Offese a pubblico ufficiale? Possono costare care

Gianandrea Serafin


Offendere un Pubblico ufficiale in servizio può costare davvero caro, almeno secondo quanto è stato stabilito dalla Sezione IV penale della Corte di Cassazione con la sentenza n. 45668 del 16.09.2015 (dep. il 17.11.2015 - Pres. Vessichelli).


Infatti secondo quanto è previsto dal reato di ingiuria ai sensi dell’art 594 c.p. chiunque offende l’onore o il decoro di una persona presente è punito, con la reclusione fino a sei mesi o con la multa fino a euro 516. La norma prevede, altresì, che la pena sia della reclusione fino a un anno o della multa fino a euro 1.032 se l’offesa consiste nell’attribuzione di un fatto determinato. Inoltre vi è un ulteriore aumento delle pene, ai sensi dell’art 64 c.p., quando le offese vengano commesse alla presenza di più persone.

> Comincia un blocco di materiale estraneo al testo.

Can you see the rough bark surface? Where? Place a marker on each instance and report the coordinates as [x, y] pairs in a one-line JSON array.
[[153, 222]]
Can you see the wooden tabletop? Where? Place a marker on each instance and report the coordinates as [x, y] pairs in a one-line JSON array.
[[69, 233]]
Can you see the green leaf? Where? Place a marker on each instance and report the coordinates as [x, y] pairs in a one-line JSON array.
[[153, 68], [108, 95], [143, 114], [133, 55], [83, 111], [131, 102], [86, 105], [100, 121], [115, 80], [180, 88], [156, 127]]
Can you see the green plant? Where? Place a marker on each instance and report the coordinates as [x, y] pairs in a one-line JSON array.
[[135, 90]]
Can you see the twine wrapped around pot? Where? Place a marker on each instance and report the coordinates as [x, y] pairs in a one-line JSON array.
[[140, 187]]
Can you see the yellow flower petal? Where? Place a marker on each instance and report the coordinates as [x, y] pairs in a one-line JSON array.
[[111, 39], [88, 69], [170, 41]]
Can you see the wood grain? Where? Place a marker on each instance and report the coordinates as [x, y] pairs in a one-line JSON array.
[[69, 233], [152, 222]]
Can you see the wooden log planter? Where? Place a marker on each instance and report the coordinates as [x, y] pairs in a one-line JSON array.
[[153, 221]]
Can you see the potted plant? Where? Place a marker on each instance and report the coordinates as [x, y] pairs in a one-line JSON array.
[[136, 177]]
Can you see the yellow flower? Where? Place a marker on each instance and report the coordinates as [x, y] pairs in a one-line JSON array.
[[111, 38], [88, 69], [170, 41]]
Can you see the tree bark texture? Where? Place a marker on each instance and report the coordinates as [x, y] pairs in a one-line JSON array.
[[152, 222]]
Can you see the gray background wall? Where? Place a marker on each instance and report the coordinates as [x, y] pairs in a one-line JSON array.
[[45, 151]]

Infatti secondo quanto è previsto dal reato di ingiuria ai sensi dell’art 594 c.p. chiunque offende l’onore o il decoro di una persona presente è punito, con la reclusione fino a sei mesi o con la multa fino a euro 516. La norma prevede, altresì, che la pena sia della reclusione fino a un anno o della multa fino a euro 1.032 se l’offesa consiste nell’attribuzione di un fatto determinato. Inoltre vi è un ulteriore aumento delle pene, ai sensi dell’art 64 c.p., quando le offese vengano commesse alla presenza di più persone.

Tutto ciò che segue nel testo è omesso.